= Liu Gaolian =

Chinese scientist

Gaolian Liu (刘高联 (Líu Gāolián), born July, 1932) is a scientist of Engineering Thermal Physics and Hydrodynamics, a professor of Shanghai University, and an academician of the Chinese Academy of Sciences.

==Biography==
Professor Liu has taught at Shanghai University Mechanics Research Institute. He has long been engaged in the research of pneumatic theory of turbomachine and hydromechanics. Based on Wu Zhonghua's 3D fluid theory of turbomachine, he established a new theory system with the variation theory as a foundation. Liu introduced a systematic channel of the establishment and transformation of the hydromechanical variation principle.
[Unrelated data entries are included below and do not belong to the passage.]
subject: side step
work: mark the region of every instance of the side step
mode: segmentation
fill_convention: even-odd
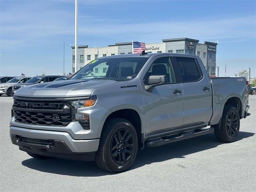
[[[157,140],[149,140],[147,142],[146,145],[148,147],[156,147],[160,145],[164,145],[168,143],[172,143],[176,141],[181,141],[185,139],[193,138],[193,137],[206,135],[209,133],[211,133],[214,131],[213,127],[210,127],[206,130],[202,130],[199,132],[189,132],[182,134],[180,136],[167,138],[165,139],[160,139]]]

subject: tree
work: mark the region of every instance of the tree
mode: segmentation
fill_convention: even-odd
[[[234,74],[236,77],[246,77],[246,79],[249,78],[249,72],[243,68],[237,74]]]

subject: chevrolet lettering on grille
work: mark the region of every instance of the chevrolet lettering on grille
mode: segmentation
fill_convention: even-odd
[[[14,105],[18,107],[50,109],[59,108],[63,107],[63,104],[62,103],[28,102],[20,101],[17,101],[15,102]]]

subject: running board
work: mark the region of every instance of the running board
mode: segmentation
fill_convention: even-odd
[[[210,127],[210,128],[201,131],[199,132],[189,132],[188,133],[184,133],[182,134],[181,136],[172,137],[165,139],[160,139],[157,140],[152,140],[148,141],[146,143],[146,145],[148,147],[156,147],[160,145],[164,145],[168,143],[172,143],[176,141],[181,141],[185,139],[193,138],[193,137],[201,136],[209,133],[211,133],[214,131],[213,127]]]

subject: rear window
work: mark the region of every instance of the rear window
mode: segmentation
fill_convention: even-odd
[[[196,81],[201,75],[194,59],[176,58],[176,67],[181,76],[180,82]]]

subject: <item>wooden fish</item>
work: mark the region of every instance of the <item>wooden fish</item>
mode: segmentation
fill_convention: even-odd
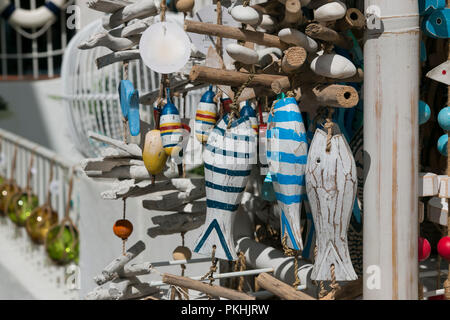
[[[450,38],[450,8],[434,10],[422,21],[423,32],[432,38]]]
[[[183,139],[181,131],[181,119],[177,107],[170,100],[170,90],[167,89],[167,103],[161,110],[159,129],[164,151],[168,156],[172,152],[178,153],[179,144]]]
[[[327,134],[317,129],[306,165],[306,191],[317,232],[317,256],[312,280],[356,280],[350,259],[347,230],[356,196],[355,159],[342,134],[331,138],[326,151]]]
[[[200,143],[206,143],[209,132],[216,124],[217,105],[214,96],[212,86],[209,86],[208,91],[202,95],[195,113],[195,136]]]
[[[287,236],[287,245],[295,250],[303,249],[300,210],[306,196],[307,149],[305,126],[295,98],[277,100],[268,120],[267,160],[281,208],[281,236]]]
[[[206,221],[194,252],[236,260],[234,219],[256,163],[256,135],[248,118],[239,118],[227,129],[229,115],[209,134],[203,153],[205,163]]]

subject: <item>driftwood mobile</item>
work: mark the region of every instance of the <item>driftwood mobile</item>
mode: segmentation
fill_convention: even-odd
[[[417,248],[418,197],[448,198],[448,178],[418,171],[417,110],[421,124],[430,117],[418,99],[419,3],[424,34],[441,41],[449,36],[450,9],[445,1],[362,2],[217,0],[195,15],[194,0],[88,2],[108,15],[105,30],[79,48],[109,48],[99,68],[123,64],[124,141],[90,133],[111,147],[83,168],[115,181],[102,196],[123,199],[114,232],[124,252],[96,277],[99,287],[87,298],[156,299],[163,284],[172,299],[189,299],[188,289],[228,299],[354,299],[363,291],[368,299],[423,297],[417,258],[429,252],[426,239]],[[427,43],[422,49],[431,48]],[[437,56],[433,80],[426,80],[435,87],[448,85],[450,72]],[[139,94],[128,79],[128,61],[139,58],[161,74],[158,92]],[[195,116],[180,118],[171,96],[199,88],[205,93]],[[154,105],[151,124],[140,120],[139,104]],[[446,131],[448,109],[439,114]],[[202,144],[202,163],[186,161],[193,143]],[[193,174],[196,167],[204,178]],[[125,201],[142,195],[145,207],[176,212],[154,217],[159,226],[151,236],[202,228],[196,243],[183,240],[175,249],[174,261],[128,264],[145,246],[125,250],[133,229]],[[428,219],[447,225],[446,207],[433,199]],[[447,260],[449,239],[438,245]],[[205,258],[191,259],[191,250]],[[183,276],[185,264],[205,259],[212,260],[205,276]],[[183,275],[137,278],[166,264],[182,265]],[[450,299],[449,280],[445,294]]]

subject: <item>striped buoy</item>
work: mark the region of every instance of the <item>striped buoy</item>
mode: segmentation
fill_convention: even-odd
[[[212,86],[209,86],[198,105],[195,113],[195,136],[200,143],[206,143],[209,132],[216,124],[217,106],[214,102],[215,93]]]
[[[169,89],[167,89],[167,103],[161,110],[159,129],[161,130],[161,138],[166,154],[171,156],[172,152],[179,152],[179,146],[177,145],[180,144],[183,137],[181,119],[177,107],[170,100]]]
[[[256,164],[256,135],[248,118],[239,118],[227,129],[229,114],[214,127],[203,153],[205,163],[206,221],[194,251],[236,260],[234,219]]]
[[[294,98],[277,100],[269,115],[267,159],[273,188],[281,208],[281,236],[302,250],[300,210],[306,197],[305,168],[308,144],[302,115]]]

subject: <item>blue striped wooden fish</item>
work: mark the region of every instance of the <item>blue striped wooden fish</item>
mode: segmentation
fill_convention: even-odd
[[[256,134],[246,117],[236,119],[227,129],[225,115],[211,131],[203,153],[205,164],[206,221],[194,252],[236,260],[233,240],[234,219],[241,203],[252,166],[256,164]]]
[[[308,144],[302,115],[294,98],[277,100],[269,115],[267,159],[273,187],[281,208],[281,236],[287,245],[303,249],[300,230],[301,204],[306,197],[305,168]]]

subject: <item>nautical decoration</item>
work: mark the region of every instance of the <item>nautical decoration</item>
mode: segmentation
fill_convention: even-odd
[[[230,122],[226,114],[209,134],[205,163],[206,221],[194,252],[236,260],[233,224],[242,195],[256,163],[256,135],[248,118]],[[227,127],[230,125],[230,128]]]
[[[206,143],[209,132],[216,124],[217,105],[214,102],[215,93],[212,85],[202,95],[195,113],[195,136],[200,143]]]
[[[178,153],[178,144],[182,141],[181,119],[177,107],[170,99],[170,90],[167,89],[167,103],[161,110],[159,129],[161,130],[161,139],[164,151],[168,156],[172,152]]]
[[[191,42],[176,23],[158,22],[150,25],[142,34],[139,53],[147,67],[168,74],[186,65],[191,55]]]
[[[267,129],[267,160],[281,208],[281,237],[288,247],[303,249],[300,210],[306,196],[305,167],[308,144],[295,98],[274,102]]]
[[[356,165],[342,134],[317,129],[306,166],[306,191],[317,232],[313,280],[356,280],[347,230],[356,196]]]
[[[450,60],[438,65],[427,73],[427,78],[450,86]]]
[[[450,37],[450,8],[434,10],[422,22],[423,32],[432,38],[448,39]]]
[[[333,79],[350,78],[356,74],[355,65],[338,54],[323,54],[311,62],[311,70],[316,74]]]
[[[144,149],[142,150],[142,159],[145,168],[152,175],[160,173],[166,164],[167,154],[164,151],[161,131],[151,130],[145,135]]]

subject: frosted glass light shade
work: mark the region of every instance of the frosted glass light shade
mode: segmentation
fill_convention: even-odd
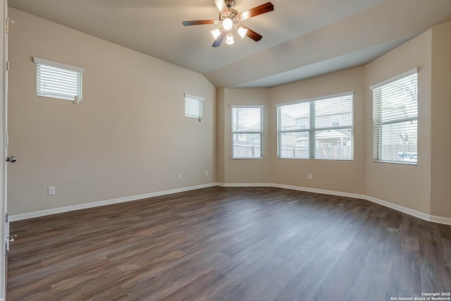
[[[219,30],[218,29],[211,30],[211,32],[213,37],[214,37],[214,39],[216,39],[218,37],[219,37],[219,35],[221,35],[221,30]]]
[[[241,36],[241,38],[244,38],[246,36],[246,34],[247,33],[247,28],[244,28],[240,27],[240,28],[238,28],[238,35],[240,35]]]
[[[230,30],[233,26],[233,22],[230,18],[226,18],[223,21],[223,27],[224,27],[226,30]]]

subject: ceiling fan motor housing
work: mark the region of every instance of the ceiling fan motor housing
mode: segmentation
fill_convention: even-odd
[[[224,0],[224,1],[229,9],[235,4],[235,1],[233,0]]]
[[[241,14],[233,8],[229,8],[227,13],[219,13],[219,20],[221,21],[227,18],[232,20],[233,24],[235,24],[241,20]]]

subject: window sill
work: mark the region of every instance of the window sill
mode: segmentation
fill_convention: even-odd
[[[390,164],[401,164],[401,165],[411,165],[416,166],[418,165],[418,162],[405,162],[402,161],[383,161],[383,160],[373,160],[374,163],[388,163]]]

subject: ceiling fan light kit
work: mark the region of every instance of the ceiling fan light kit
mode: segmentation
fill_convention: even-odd
[[[231,45],[235,42],[233,35],[230,32],[232,28],[234,28],[238,32],[238,35],[240,35],[242,39],[247,36],[255,42],[261,39],[261,35],[243,25],[240,22],[243,20],[273,11],[274,6],[272,3],[267,2],[240,13],[236,10],[232,8],[232,6],[235,4],[235,1],[233,0],[214,1],[215,5],[219,10],[219,18],[218,20],[183,21],[182,23],[183,26],[221,24],[222,25],[221,30],[217,28],[211,31],[214,38],[214,42],[212,45],[214,47],[219,47],[226,35],[227,35],[226,44]]]

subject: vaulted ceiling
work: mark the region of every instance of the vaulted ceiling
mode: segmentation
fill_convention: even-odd
[[[268,0],[235,0],[239,12]],[[9,0],[11,7],[203,74],[215,86],[273,87],[361,66],[434,25],[450,0],[271,0],[274,11],[242,21],[255,42],[211,47],[214,0]]]

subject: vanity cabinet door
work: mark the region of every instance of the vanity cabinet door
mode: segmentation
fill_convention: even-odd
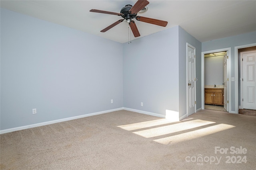
[[[223,105],[223,89],[205,88],[204,104]]]
[[[212,104],[213,103],[213,93],[205,92],[204,93],[204,103]]]
[[[213,103],[216,104],[223,104],[223,94],[222,93],[216,92],[214,94]]]

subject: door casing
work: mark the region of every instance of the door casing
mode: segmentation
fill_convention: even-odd
[[[243,52],[241,53],[241,54],[242,54],[242,55],[240,55],[240,107],[241,107],[241,109],[244,109],[244,101],[243,101],[242,99],[244,98],[244,89],[243,89],[243,87],[244,87],[244,82],[242,81],[242,79],[244,78],[244,74],[243,74],[244,73],[244,71],[243,71],[243,68],[244,68],[244,66],[243,66],[243,62],[242,61],[242,59],[243,59],[243,56],[242,56],[242,54],[244,53],[250,53],[250,52],[255,52],[255,50],[254,51],[246,51],[246,52]]]

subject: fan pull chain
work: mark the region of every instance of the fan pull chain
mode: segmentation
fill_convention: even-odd
[[[132,43],[132,29],[131,29],[131,27],[130,28],[130,40],[131,41],[130,43]]]
[[[132,43],[132,33],[131,31],[131,27],[128,23],[128,44]]]
[[[129,23],[128,23],[128,44],[130,44],[130,26],[129,25]]]

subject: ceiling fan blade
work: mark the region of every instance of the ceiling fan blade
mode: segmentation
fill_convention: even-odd
[[[149,18],[137,16],[136,17],[136,20],[142,22],[147,22],[152,24],[157,25],[158,25],[165,27],[167,25],[168,22],[162,20],[156,20],[156,19],[150,18]]]
[[[147,6],[149,2],[146,0],[138,0],[132,7],[130,9],[129,12],[130,14],[135,15]]]
[[[110,28],[112,28],[112,27],[113,27],[115,26],[118,23],[121,23],[123,21],[124,21],[124,19],[122,19],[122,20],[118,20],[116,22],[112,23],[112,24],[111,24],[110,25],[109,25],[108,27],[106,27],[106,28],[100,31],[100,32],[102,32],[102,33],[104,33],[105,32],[106,32],[107,31],[108,31],[108,29],[110,29]]]
[[[135,22],[134,22],[134,21],[132,20],[129,24],[131,27],[131,29],[132,29],[134,37],[140,37],[140,35],[139,30],[138,30],[137,26],[136,26],[136,24],[135,24]]]
[[[121,13],[117,13],[116,12],[110,12],[108,11],[102,11],[101,10],[94,10],[94,9],[90,10],[90,12],[98,12],[98,13],[106,14],[107,14],[115,15],[116,16],[122,16],[124,15]]]

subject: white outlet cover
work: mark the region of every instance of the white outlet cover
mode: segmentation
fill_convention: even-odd
[[[36,109],[32,109],[32,113],[33,114],[36,114]]]

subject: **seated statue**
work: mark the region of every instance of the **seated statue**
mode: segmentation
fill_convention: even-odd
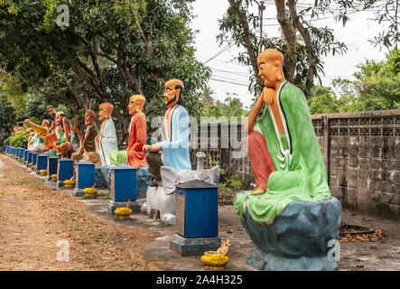
[[[330,191],[307,100],[285,80],[284,56],[267,49],[257,63],[265,89],[245,126],[256,188],[250,194],[237,194],[235,208],[242,218],[247,203],[255,220],[271,223],[290,202],[327,199]],[[256,124],[264,104],[268,108]]]
[[[258,248],[247,263],[264,270],[335,270],[327,242],[339,238],[341,205],[330,195],[307,100],[285,80],[283,64],[274,49],[258,56],[265,88],[245,126],[256,188],[237,193],[234,207]]]
[[[101,121],[101,126],[98,136],[96,136],[96,151],[100,154],[102,166],[110,165],[109,154],[118,149],[116,126],[111,117],[113,109],[113,105],[108,102],[104,102],[98,107],[98,118]]]
[[[141,95],[129,98],[128,109],[132,117],[128,130],[128,147],[126,151],[112,152],[111,164],[127,164],[136,169],[148,166],[143,151],[143,146],[146,144],[146,117],[142,112],[144,104],[145,98]]]
[[[163,98],[165,112],[163,141],[144,146],[149,163],[149,172],[154,180],[150,186],[162,186],[161,166],[168,166],[175,171],[191,170],[189,153],[190,119],[183,107],[183,83],[179,79],[168,80]],[[162,154],[160,154],[162,152]]]

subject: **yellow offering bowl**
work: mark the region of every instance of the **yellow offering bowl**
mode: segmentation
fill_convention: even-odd
[[[75,182],[72,180],[65,180],[64,184],[67,188],[72,188],[72,186],[75,184]]]
[[[119,219],[129,219],[130,214],[132,214],[132,210],[126,207],[116,208],[114,213],[118,216]]]
[[[229,262],[229,258],[223,254],[218,254],[216,251],[207,251],[201,256],[201,262],[212,269],[223,269],[224,266]]]
[[[95,188],[86,188],[85,190],[83,190],[83,192],[85,193],[86,196],[94,196],[98,191]]]

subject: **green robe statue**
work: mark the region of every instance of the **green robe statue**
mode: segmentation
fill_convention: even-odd
[[[277,101],[284,134],[278,133],[270,107],[257,120],[275,171],[269,175],[265,193],[237,194],[234,206],[242,219],[247,210],[254,220],[271,224],[293,201],[330,198],[325,163],[304,95],[285,81],[279,89]]]

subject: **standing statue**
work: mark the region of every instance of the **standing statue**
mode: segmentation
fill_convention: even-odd
[[[183,83],[179,79],[171,79],[164,87],[163,98],[168,107],[164,117],[164,140],[144,146],[144,151],[147,153],[149,172],[154,177],[151,186],[162,185],[160,168],[163,164],[177,172],[191,169],[189,153],[190,119],[183,107]]]
[[[70,143],[72,137],[72,126],[70,120],[65,116],[65,113],[63,111],[55,111],[51,107],[47,107],[47,110],[55,115],[56,126],[59,126],[59,140],[65,139],[65,142]]]
[[[96,126],[96,113],[93,110],[87,110],[85,112],[85,126],[86,132],[83,138],[80,135],[78,127],[74,128],[80,141],[79,150],[77,153],[72,154],[72,159],[74,162],[79,162],[82,159],[90,161],[89,155],[93,154],[90,153],[96,153],[95,138],[98,135],[98,131]],[[99,161],[98,158],[97,158],[97,162],[98,161]]]
[[[42,126],[33,123],[30,119],[25,119],[25,123],[31,126],[34,133],[33,137],[28,141],[28,147],[32,150],[42,152],[44,150],[44,140],[49,134],[49,121],[43,119]]]
[[[96,113],[93,110],[87,110],[85,112],[85,126],[86,132],[85,136],[80,135],[78,130],[78,116],[75,117],[74,131],[77,133],[78,137],[80,141],[80,146],[77,153],[73,153],[71,158],[74,162],[74,166],[76,163],[80,160],[85,160],[91,162],[96,164],[96,166],[101,165],[100,156],[96,153],[96,144],[95,138],[98,134],[98,127],[96,126]],[[75,179],[75,169],[74,175],[72,179]]]
[[[111,117],[114,107],[104,102],[98,107],[98,118],[101,121],[100,131],[96,136],[97,152],[100,154],[101,165],[110,165],[109,154],[118,149],[116,126]]]
[[[339,238],[341,206],[330,195],[307,100],[285,80],[281,52],[264,51],[257,65],[265,88],[245,126],[256,188],[234,199],[258,247],[248,260],[265,270],[335,269],[324,242]]]
[[[149,163],[149,172],[153,181],[146,191],[146,202],[143,210],[150,217],[160,216],[162,221],[174,224],[176,196],[175,184],[179,179],[189,180],[200,172],[191,171],[189,154],[190,119],[183,107],[183,83],[171,79],[165,83],[163,98],[165,112],[163,141],[154,144],[145,144]],[[218,173],[219,172],[218,168]],[[207,173],[209,178],[209,174]]]
[[[134,95],[129,98],[128,109],[132,117],[128,130],[128,147],[126,151],[112,152],[111,164],[127,164],[136,169],[148,166],[143,151],[146,144],[146,117],[142,112],[145,101],[142,95]]]

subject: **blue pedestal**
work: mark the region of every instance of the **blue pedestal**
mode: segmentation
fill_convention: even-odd
[[[23,164],[26,164],[28,162],[28,153],[31,152],[30,150],[25,150],[23,152]]]
[[[294,201],[271,225],[262,225],[246,212],[243,227],[257,247],[247,264],[267,271],[331,271],[338,269],[329,259],[330,240],[339,239],[340,202]]]
[[[41,170],[47,170],[47,154],[38,154],[36,165],[36,174],[41,174]]]
[[[61,158],[58,160],[57,167],[57,187],[64,186],[65,180],[70,180],[74,174],[73,161],[69,158]]]
[[[20,162],[23,162],[23,159],[24,159],[24,153],[25,153],[25,149],[22,148],[20,150]]]
[[[73,194],[84,196],[83,190],[92,188],[95,183],[95,164],[88,161],[80,161],[76,164],[77,187]]]
[[[203,254],[220,246],[218,186],[194,180],[176,187],[177,234],[170,247],[181,256]]]
[[[32,153],[32,167],[31,170],[33,172],[35,169],[33,168],[36,165],[37,163],[37,157],[40,154],[38,153]]]
[[[51,181],[52,174],[58,174],[59,156],[49,156],[47,158],[47,181]]]
[[[95,168],[95,188],[107,188],[111,190],[111,170],[114,166]],[[148,167],[136,170],[136,199],[145,199],[148,184],[153,175]]]
[[[130,200],[131,210],[140,211],[140,206],[136,202],[136,169],[121,164],[111,167],[111,200],[108,204],[108,211],[114,214],[117,207],[126,207]]]

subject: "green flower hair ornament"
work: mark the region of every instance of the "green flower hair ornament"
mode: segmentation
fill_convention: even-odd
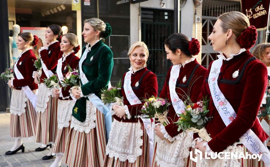
[[[107,39],[112,34],[112,27],[109,23],[106,22],[105,31],[102,32],[102,36],[104,39]]]

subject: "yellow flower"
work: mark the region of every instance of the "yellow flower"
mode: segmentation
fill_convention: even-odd
[[[74,109],[74,113],[75,114],[77,114],[77,112],[78,112],[78,107],[75,107],[75,108]]]
[[[156,99],[155,98],[155,97],[151,97],[149,98],[148,100],[149,101],[154,101],[156,100]]]

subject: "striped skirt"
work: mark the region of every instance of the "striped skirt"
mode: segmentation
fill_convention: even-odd
[[[110,158],[109,155],[107,155],[104,161],[103,167],[107,166],[114,167],[148,167],[150,166],[150,145],[149,138],[147,135],[146,130],[143,126],[143,124],[140,123],[141,128],[143,131],[143,134],[142,136],[143,141],[143,145],[141,147],[142,152],[141,155],[138,157],[135,162],[133,163],[129,162],[127,159],[123,162],[119,160],[119,158],[115,160],[114,157]]]
[[[32,91],[34,94],[35,90]],[[34,135],[35,133],[36,115],[35,109],[28,98],[26,103],[25,113],[20,116],[13,114],[10,114],[11,137],[30,137]]]
[[[50,97],[44,112],[37,113],[35,135],[36,143],[45,147],[54,144],[57,134],[57,105],[58,99]]]
[[[88,106],[90,102],[88,100],[86,101]],[[93,105],[90,106],[90,108],[87,108],[86,112],[89,113],[89,113],[92,112],[92,108],[95,108]],[[104,116],[99,111],[96,110],[95,113],[89,114],[93,116],[95,114],[96,119],[95,127],[91,128],[89,133],[80,132],[74,128],[69,130],[63,159],[63,162],[69,166],[99,167],[103,165],[106,141]],[[71,121],[74,119],[73,118]]]
[[[231,152],[242,152],[244,155],[246,153],[251,155],[252,154],[246,147],[243,145],[240,145],[234,146],[235,148],[233,150],[231,150]],[[195,155],[195,148],[191,148],[193,153],[192,157],[198,156],[197,155]],[[226,151],[223,151],[226,152]],[[238,154],[239,155],[239,154]],[[205,159],[203,158],[200,160],[198,158],[198,162],[195,163],[194,161],[189,159],[189,163],[186,166],[188,167],[264,167],[268,166],[264,165],[263,162],[261,159],[258,161],[258,159],[254,159],[252,158],[244,159],[241,158],[239,159],[220,159],[217,158],[215,159]]]

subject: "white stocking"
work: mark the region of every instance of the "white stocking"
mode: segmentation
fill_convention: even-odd
[[[16,138],[15,139],[15,144],[10,149],[11,151],[16,150],[22,144],[22,139],[21,137]]]
[[[54,162],[50,167],[59,167],[60,166],[63,155],[62,154],[62,153],[58,153],[56,154],[56,158],[55,158]]]
[[[48,154],[47,154],[47,156],[49,156],[50,155],[51,155],[52,154],[52,150],[53,149],[53,148],[52,148],[50,150],[50,152],[48,153]]]

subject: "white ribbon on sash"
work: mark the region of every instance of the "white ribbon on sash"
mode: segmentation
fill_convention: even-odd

He was the first scientist to set up variation principle and broad-sense variation principle families of positive proposition, reverse proposition and cross proposition of turbomachine's 3D flow.

Professor Liu discovered optimized design theory about the 3D cascade and runner, combined with optimized cybernetics. He developed a field change and variation theory and a finite element method in which various unknown interfaces can be automatically captured. He also put forward a series of new general functions for hydromechanics, and explored general theory and solution about mapping space of 3D flow reverse - cross proposition. In the last few decades, Liu has emphasized new directions, such as reverse proposition of nonsteady pneumatic mechanics, reverse proposition of multi-working condition points hydromechanics and pneumatic - thermal - elastic coupling theory.

Professor Liu won the second award of national natural science in 1987, and was elected an academician of the Chinese Academy of Sciences in 1999.